Bio-inspiration is a good starting point of designing innovative mechanical systems, including robots. Additionally, it is a good way to solve engineering design and control problems. Recently, creative design has become very important in the robotics field, not just following previous design solutions but also suggesting novel system designs for various tasks. Bio-inspiration is becoming more and more popular in order to obtain innovative solutions inspired by animals and insects.

In this Special Issue, nine excellent papers are published on advances in bio-inspired robots. The papers are categorized into three groups as follows:

A.

Biomimetic robot design

B.

Mechanical system design from bio-inspiration

C.

Bio-inspired analysis on a mechanical system

The detail contents can be summarized as follows.

1. Biomimetic Robot Design

1.1. Soft Jumping Robot Using Soft Morphing and the Yield Point of Magnetic Force

Soft-morphing, deformation control by fabric structures and soft-jumping mechanisms using magnetic yield points are studied. The soft jumping mechanism can transfer energy more efficiently and stably using an energy storage and release mechanism and the rounded ankle structure designed using soft morphing [1].

1.2. Snake Robot with Driving Assistant Mechanism

A driving assistant mechanism is proposed for a snake robot, which assists locomotion without additional driving algorithms and sensors. The driving assistant mechanism can prevent roll down on a slope and can increase the locomotion speed [2].

1.3. A Miniature Flapping Mechanism Using an Origami-Based Spherical Six-Bar Pattern

A novel transmission is proposed for DC motor-based flapping-wing micro aerial vehicles. The proposed origami-based fabrication method reduces the number of relative moving components by replacing rigid links and pin joints with facets and folding joints, which shortens the assembly process and reduces friction between components [3].

2. Mechanical System Design from Bio-Inspiration

2.1. Bioinspired Divide-and-Conquer Design Methodology for a Multifunctional Contour of a Curved Lever

Bioinspired design methodology for a multifunctional lever is proposed based on the morphological principle of the lever mechanism in the Salvia pratensis flower. Four partial contours are designed to satisfy three types of functional requirements. The final design for the lever contour is manufactured and verified with visual measurement experiments [4].

2.2. Cable Tension Analysis Oriented the Enhanced Stiffness of a 3-DOF Joint Module of a Modular Cable-Driven Human-Like Robotic Arm

Inspired by the structure of human arms, a modular cable-driven human-like robotic arm is developed for safe human–robot interaction.

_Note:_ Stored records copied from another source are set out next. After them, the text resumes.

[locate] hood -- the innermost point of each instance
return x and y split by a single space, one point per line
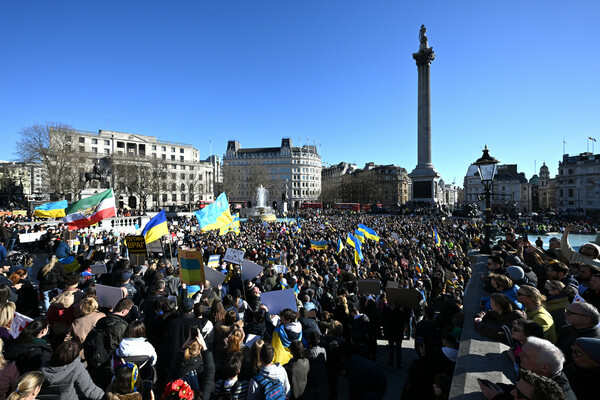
67 298
61 375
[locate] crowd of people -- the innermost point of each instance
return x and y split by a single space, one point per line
171 339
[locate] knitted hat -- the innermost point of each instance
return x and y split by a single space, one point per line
591 347
515 273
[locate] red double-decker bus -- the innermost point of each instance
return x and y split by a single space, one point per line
305 206
347 206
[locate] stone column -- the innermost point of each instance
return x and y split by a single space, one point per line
424 177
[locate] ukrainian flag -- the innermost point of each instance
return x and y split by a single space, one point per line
340 246
436 238
156 227
191 267
318 244
357 248
215 215
359 235
369 233
51 210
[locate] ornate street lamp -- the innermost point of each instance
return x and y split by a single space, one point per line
487 166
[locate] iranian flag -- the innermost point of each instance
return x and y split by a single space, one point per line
91 210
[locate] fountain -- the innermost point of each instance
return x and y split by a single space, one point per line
262 211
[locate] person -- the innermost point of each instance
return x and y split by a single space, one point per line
268 370
127 383
589 253
231 386
134 343
530 386
585 368
533 301
30 351
9 374
51 277
503 314
28 386
297 370
582 320
66 376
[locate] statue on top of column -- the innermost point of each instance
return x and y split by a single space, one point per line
423 37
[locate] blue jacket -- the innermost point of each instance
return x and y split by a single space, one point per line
511 293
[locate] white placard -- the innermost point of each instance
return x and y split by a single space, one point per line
215 277
98 269
30 237
250 270
108 296
278 300
234 256
19 323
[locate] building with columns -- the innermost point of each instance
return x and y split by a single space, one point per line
145 172
285 170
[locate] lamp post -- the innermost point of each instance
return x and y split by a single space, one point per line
487 166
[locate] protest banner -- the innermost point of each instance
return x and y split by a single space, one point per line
136 244
369 286
108 296
213 276
98 269
250 270
213 261
406 297
278 300
234 256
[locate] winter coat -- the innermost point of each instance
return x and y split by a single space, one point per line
29 356
67 382
9 375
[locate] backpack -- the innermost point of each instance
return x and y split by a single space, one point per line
94 348
270 389
226 394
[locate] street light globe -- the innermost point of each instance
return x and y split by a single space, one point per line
487 166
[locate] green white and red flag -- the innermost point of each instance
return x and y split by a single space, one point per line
91 210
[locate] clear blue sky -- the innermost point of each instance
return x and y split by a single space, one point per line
515 75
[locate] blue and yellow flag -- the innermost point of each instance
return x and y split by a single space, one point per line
369 233
156 227
215 215
51 210
340 246
191 267
436 238
318 244
359 235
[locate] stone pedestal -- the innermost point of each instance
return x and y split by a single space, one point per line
424 177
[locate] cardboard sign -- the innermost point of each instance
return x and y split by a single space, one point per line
250 270
278 300
136 244
215 277
406 297
213 261
369 286
234 256
98 269
108 296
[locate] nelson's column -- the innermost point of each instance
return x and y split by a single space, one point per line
424 177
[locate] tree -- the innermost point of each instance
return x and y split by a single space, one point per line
50 145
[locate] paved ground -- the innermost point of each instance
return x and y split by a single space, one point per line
396 378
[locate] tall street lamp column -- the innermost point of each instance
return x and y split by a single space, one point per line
487 166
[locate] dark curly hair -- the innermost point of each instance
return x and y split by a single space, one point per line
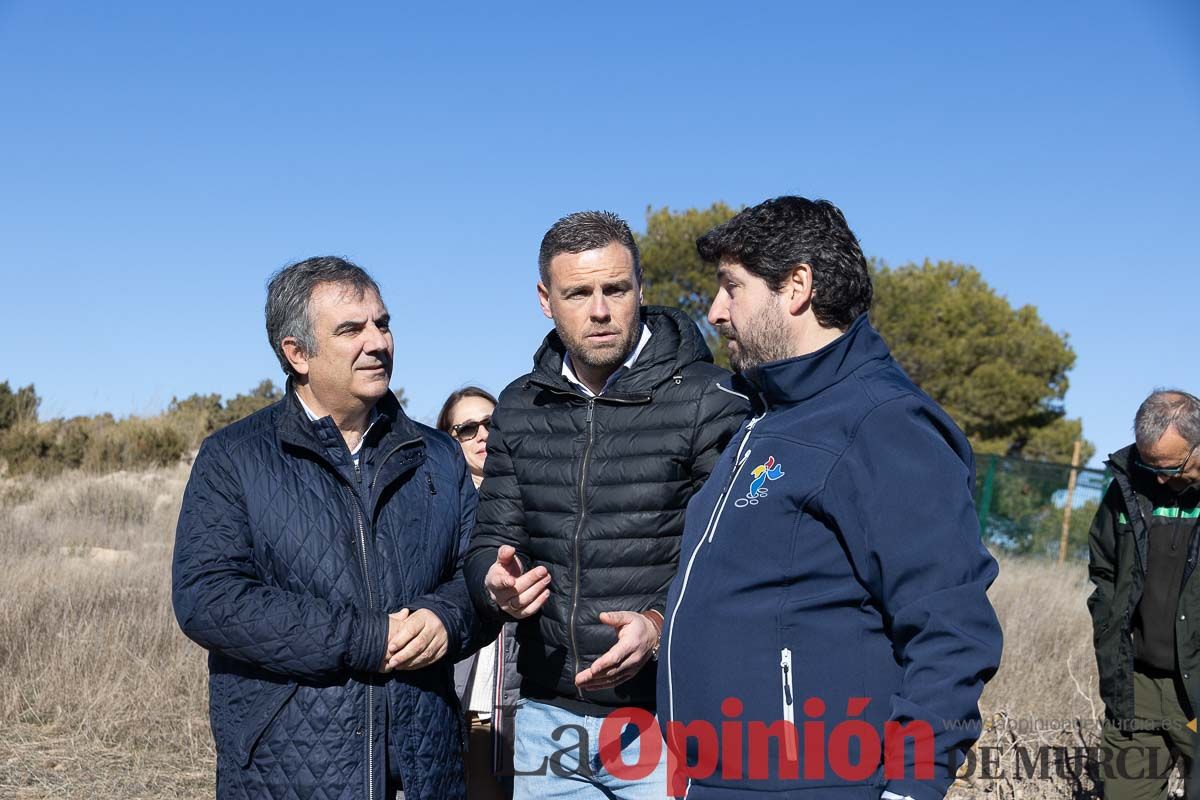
773 238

Due to the unilateral driving properties of the cables, the robotic arm is redundantly actuated and its stiffness can be adjusted by regulating the cable tensions [5].

2.3. A Novel Type of Wall-Climbing Robot with a Gear Transmission System Arm and Adhere Mechanism Inspired by Cicada and Gecko

A novel type of wall-climbing robot is proposed with a new gear transmission system arm and an adherence mechanism inspired by cicadas and geckos. The adherence force experiments demonstrate that the bionic spines and bionic materials achieved good climbing on cloth, stone, and glass surfaces [6].

3. Bio-Inspired Analysis on A Mechanical System

3.1. Control Strategy for Direct Teaching of Non-Mechanical Remote Center Motion of Surgical Assistant Robot with Force/Torque Sensor

A control strategy is proposed from bio-inspiration that secures both the precision and manipulation sensitivity of remote center motion with direct teaching for a surgical assistant robot. Instead of the bulky mechanically constrained remote center motion mechanism, a conventional collaborative robot is used to mimic the wrist movement of a scrub nurse [7].

3.2. Empirical Modeling of Two-Degree-of-Freedom Azimuth Underwater Thruster Using a Signal Compression Method

Empirical modeling of a two-degree-of-freedom (DoF) azimuth thruster is presented based on bio-inspiration using the signal compression method. Empirical models of force and moment for rotational motion were derived for practical use through frequency analysis [8].

3.3. Energy-Efficient Hip Joint Offsets in Humanoid Robot via Taguchi Method and Bio-Inspired Analysis

The offsets of hip joints in humanoid robots are optimized via the Taguchi method to maximize energy efficiency. Through two optimization stages, near-optimal results are obtained for small power consumption [9].